“Tropa de elite 2″, de José Padilha, tornou-se o filme mais visto da história do cinema brasileiro, com um total de 10.736.995 espectadores acumulado após nove semanas de exibição.

Quem acompanhou desde o começo a movimentação dos cinemas em torno de Tropa de Elite 2 recebeu sem surpresa a notícia divulgada na última semana. Nós já esperávamos que algo assim fosse acontecer.

Mas ainda assim, quando a confirmação realmente chegou, uma emoção, daquelas que criança sente quando ganha um presente – mesmo quando já sabe que vai ganhar alguma coisa – tomou conta de muita gente.

Eu nem era nascida quando um filme nacional levou mais de 10 milhões de espectadores para as salas de cinema.  Muitos anos se passaram e os “filmes brasileiros” não chegavam nem perto de atrair tão grande público.

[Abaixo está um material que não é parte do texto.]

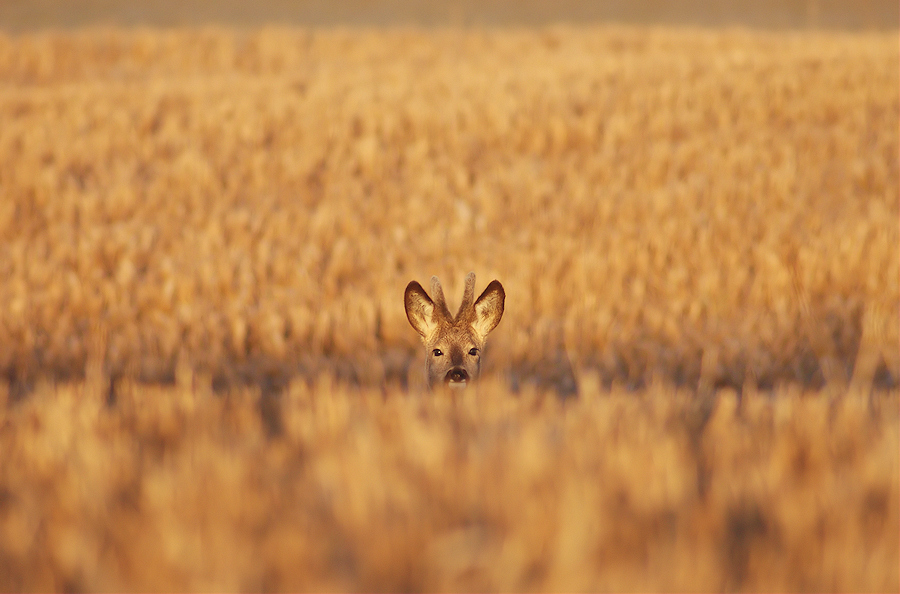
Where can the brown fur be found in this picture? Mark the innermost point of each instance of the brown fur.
(453, 344)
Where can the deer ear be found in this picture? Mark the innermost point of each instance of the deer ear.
(420, 310)
(489, 309)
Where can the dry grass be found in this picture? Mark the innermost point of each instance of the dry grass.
(678, 217)
(181, 489)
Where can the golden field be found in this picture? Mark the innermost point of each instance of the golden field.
(211, 382)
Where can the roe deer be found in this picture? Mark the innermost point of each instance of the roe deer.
(453, 345)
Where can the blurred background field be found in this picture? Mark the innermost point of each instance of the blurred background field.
(211, 382)
(19, 15)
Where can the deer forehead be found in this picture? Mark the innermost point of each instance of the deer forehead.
(460, 333)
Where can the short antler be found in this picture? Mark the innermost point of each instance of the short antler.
(437, 294)
(468, 295)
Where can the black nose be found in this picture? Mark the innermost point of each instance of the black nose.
(457, 374)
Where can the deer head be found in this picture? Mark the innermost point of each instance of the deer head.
(453, 344)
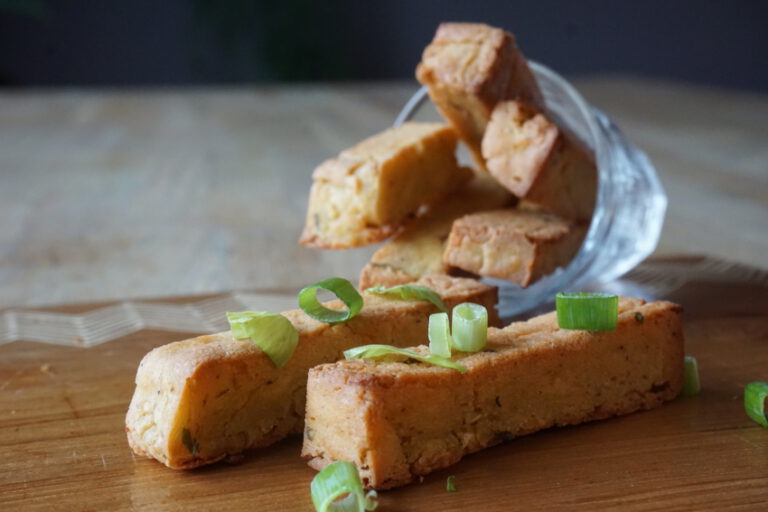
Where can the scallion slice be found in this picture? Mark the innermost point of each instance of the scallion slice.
(587, 311)
(340, 287)
(273, 333)
(374, 351)
(755, 394)
(439, 333)
(335, 481)
(410, 292)
(470, 327)
(691, 383)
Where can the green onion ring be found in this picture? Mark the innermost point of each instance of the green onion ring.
(470, 327)
(410, 292)
(439, 333)
(374, 351)
(272, 333)
(755, 394)
(587, 311)
(340, 287)
(336, 480)
(691, 383)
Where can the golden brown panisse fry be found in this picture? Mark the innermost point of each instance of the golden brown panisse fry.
(417, 250)
(515, 245)
(366, 193)
(469, 68)
(200, 400)
(538, 162)
(399, 421)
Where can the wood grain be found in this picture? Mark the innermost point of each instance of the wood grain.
(61, 435)
(109, 195)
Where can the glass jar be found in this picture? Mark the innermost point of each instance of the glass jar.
(631, 203)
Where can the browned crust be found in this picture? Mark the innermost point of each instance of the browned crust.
(538, 376)
(178, 385)
(365, 236)
(366, 193)
(383, 274)
(417, 250)
(538, 162)
(468, 68)
(519, 246)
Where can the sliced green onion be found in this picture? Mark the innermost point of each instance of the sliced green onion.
(273, 333)
(755, 394)
(410, 292)
(691, 384)
(470, 327)
(337, 480)
(587, 311)
(374, 351)
(439, 335)
(342, 288)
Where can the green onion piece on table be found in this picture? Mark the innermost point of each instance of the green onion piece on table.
(587, 311)
(755, 394)
(410, 292)
(470, 327)
(342, 288)
(439, 335)
(335, 481)
(375, 351)
(691, 383)
(272, 333)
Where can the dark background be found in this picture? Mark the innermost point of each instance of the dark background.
(175, 42)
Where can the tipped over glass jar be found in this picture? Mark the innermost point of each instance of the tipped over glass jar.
(629, 212)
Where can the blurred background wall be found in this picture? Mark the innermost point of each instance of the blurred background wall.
(176, 42)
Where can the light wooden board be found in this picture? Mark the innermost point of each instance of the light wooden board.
(63, 446)
(108, 195)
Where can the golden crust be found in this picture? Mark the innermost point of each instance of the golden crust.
(417, 250)
(381, 415)
(518, 246)
(228, 396)
(468, 68)
(538, 162)
(370, 190)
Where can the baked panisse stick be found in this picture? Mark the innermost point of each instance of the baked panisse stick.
(366, 193)
(515, 245)
(200, 400)
(417, 250)
(538, 162)
(469, 68)
(399, 421)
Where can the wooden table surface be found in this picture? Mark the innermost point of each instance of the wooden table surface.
(114, 195)
(62, 413)
(109, 195)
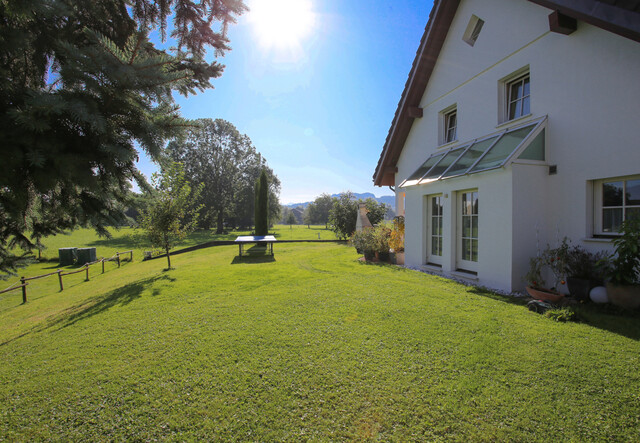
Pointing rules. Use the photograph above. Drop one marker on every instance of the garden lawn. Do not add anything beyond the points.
(311, 345)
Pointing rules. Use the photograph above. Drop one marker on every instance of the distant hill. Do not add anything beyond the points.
(388, 199)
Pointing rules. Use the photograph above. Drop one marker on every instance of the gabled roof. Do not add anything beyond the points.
(621, 17)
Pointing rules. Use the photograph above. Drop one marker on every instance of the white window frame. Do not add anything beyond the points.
(504, 95)
(461, 264)
(432, 259)
(599, 201)
(444, 123)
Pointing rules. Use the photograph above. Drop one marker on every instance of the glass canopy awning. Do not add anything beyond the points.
(483, 154)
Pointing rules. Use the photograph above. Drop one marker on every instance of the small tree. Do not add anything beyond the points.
(291, 220)
(170, 215)
(343, 215)
(262, 204)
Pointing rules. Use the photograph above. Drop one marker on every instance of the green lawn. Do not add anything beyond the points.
(312, 345)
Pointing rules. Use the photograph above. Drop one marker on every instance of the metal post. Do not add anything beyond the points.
(24, 290)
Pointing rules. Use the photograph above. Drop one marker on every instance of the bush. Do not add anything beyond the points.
(364, 241)
(561, 314)
(396, 241)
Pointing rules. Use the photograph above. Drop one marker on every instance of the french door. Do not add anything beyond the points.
(434, 229)
(467, 231)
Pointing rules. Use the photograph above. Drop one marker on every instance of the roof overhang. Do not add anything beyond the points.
(432, 40)
(617, 16)
(621, 17)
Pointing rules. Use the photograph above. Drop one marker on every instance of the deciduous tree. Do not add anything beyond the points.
(171, 215)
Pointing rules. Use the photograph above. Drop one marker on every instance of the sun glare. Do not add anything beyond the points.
(281, 24)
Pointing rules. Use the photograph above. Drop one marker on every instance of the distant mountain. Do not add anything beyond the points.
(388, 199)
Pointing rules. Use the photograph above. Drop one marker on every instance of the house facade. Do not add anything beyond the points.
(519, 125)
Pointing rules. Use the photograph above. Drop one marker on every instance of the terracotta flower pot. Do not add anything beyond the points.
(544, 294)
(625, 296)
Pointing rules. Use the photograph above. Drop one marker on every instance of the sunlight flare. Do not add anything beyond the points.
(281, 24)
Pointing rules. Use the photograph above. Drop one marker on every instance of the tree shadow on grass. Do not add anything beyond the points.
(253, 259)
(95, 305)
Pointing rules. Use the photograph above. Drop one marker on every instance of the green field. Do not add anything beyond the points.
(311, 345)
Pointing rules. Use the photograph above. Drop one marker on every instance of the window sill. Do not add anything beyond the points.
(432, 267)
(515, 120)
(447, 145)
(466, 275)
(598, 239)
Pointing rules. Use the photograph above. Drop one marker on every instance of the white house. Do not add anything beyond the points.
(519, 125)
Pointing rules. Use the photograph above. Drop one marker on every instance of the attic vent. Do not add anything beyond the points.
(473, 30)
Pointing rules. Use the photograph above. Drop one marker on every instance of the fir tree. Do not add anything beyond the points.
(262, 204)
(82, 86)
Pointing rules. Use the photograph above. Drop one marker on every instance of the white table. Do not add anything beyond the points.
(244, 239)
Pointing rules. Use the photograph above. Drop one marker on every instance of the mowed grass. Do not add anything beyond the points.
(312, 345)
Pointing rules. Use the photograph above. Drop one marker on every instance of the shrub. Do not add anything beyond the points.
(625, 264)
(552, 259)
(585, 265)
(382, 234)
(561, 314)
(364, 241)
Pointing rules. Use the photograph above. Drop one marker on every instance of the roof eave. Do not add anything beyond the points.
(430, 45)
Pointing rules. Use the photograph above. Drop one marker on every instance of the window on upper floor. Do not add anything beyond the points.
(519, 97)
(448, 125)
(451, 125)
(514, 96)
(616, 200)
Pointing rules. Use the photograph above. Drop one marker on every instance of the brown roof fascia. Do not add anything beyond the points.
(431, 43)
(605, 15)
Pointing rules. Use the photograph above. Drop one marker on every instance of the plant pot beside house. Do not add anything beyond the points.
(382, 234)
(396, 241)
(584, 271)
(623, 285)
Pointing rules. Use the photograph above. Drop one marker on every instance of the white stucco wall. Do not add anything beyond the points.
(587, 85)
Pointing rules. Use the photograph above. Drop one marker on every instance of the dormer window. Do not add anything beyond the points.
(519, 97)
(451, 125)
(448, 123)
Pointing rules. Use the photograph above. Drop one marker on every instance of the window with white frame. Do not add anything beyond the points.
(617, 200)
(451, 126)
(519, 97)
(448, 125)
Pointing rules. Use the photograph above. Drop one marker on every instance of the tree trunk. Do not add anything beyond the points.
(220, 226)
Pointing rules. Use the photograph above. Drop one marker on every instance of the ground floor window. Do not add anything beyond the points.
(467, 230)
(616, 200)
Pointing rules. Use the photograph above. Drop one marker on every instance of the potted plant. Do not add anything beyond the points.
(396, 241)
(551, 261)
(623, 285)
(584, 271)
(381, 235)
(365, 242)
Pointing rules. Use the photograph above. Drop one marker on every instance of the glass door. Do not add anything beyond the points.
(467, 256)
(434, 229)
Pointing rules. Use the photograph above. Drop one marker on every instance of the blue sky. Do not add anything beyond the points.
(319, 112)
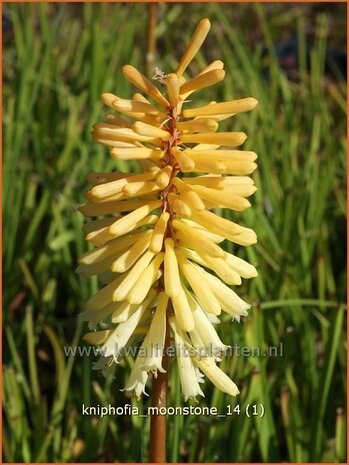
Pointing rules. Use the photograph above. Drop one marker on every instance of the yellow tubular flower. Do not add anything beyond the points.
(156, 241)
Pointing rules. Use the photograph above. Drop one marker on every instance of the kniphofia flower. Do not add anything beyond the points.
(156, 235)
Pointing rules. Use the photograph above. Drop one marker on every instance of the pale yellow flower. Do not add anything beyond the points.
(156, 237)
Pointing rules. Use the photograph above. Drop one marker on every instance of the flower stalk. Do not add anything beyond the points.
(157, 238)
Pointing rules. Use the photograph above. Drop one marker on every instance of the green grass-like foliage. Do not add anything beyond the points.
(57, 61)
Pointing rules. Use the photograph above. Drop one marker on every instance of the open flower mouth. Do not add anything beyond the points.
(156, 237)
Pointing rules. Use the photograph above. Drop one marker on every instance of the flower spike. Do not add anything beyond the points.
(157, 239)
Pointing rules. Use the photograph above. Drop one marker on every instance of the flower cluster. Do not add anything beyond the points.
(157, 244)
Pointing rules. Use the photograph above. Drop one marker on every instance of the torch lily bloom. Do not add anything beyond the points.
(155, 233)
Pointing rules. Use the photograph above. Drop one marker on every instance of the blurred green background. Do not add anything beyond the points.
(57, 60)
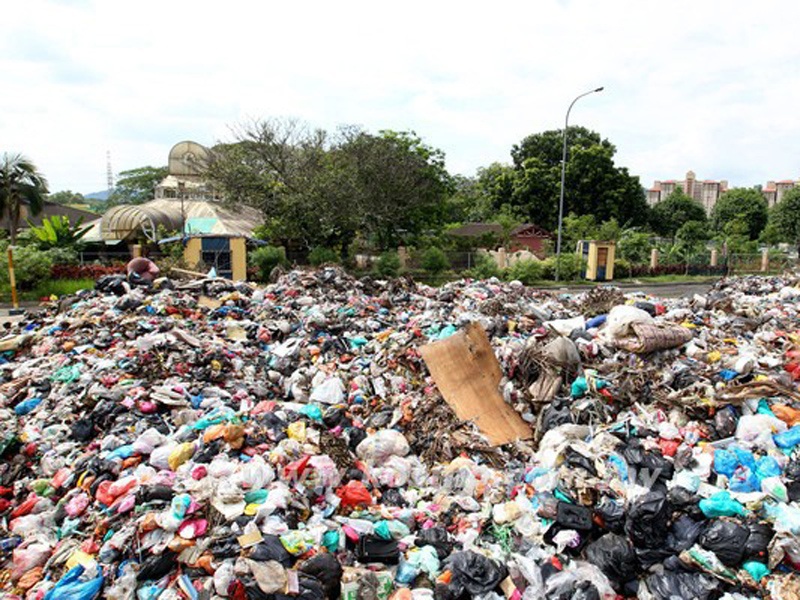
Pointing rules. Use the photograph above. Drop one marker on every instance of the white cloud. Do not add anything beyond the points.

Lembro-me de que quando mais nova, eu mesma não me interessava pelas produções nacionais, e não me dirigia a salas de cinema onde as falas dos personagens não precisassem ser legendadas para ser entendidas. Fiz parte, no entanto, do público que começou a prestar mais atenção quando Cidade de Deus chegou aos cinemas.

A partir daquele ponto, ao menos na minha visão de espectadora, as produções começaram a ser mais livres, bem acabadas… Mais ousadas. E é isso que atrai grande parte dos fãs de cinema. E também o público que está em busca de diversão. Quando a produção é bem feita, você sente gosto de ir ao cinema. E quando a produção é bem feita cativa o público.

Aquela necessidade de fazer cinema “made in brazil” como um artigo de apreciação restrita começou a ser deixada de escanteio, as produtoras nacionais viram como levar os espectadores ao cinema e começaram a fazer isto. As comédias, os temas históricos, os romances, os thrillers policiais e as bonitinhas “comédias românticas” chegaram às salas de cinema assinadas por brasileiros e com elenco essencialmente nacional, mudando a concepção do público na hora de comprar ingressos.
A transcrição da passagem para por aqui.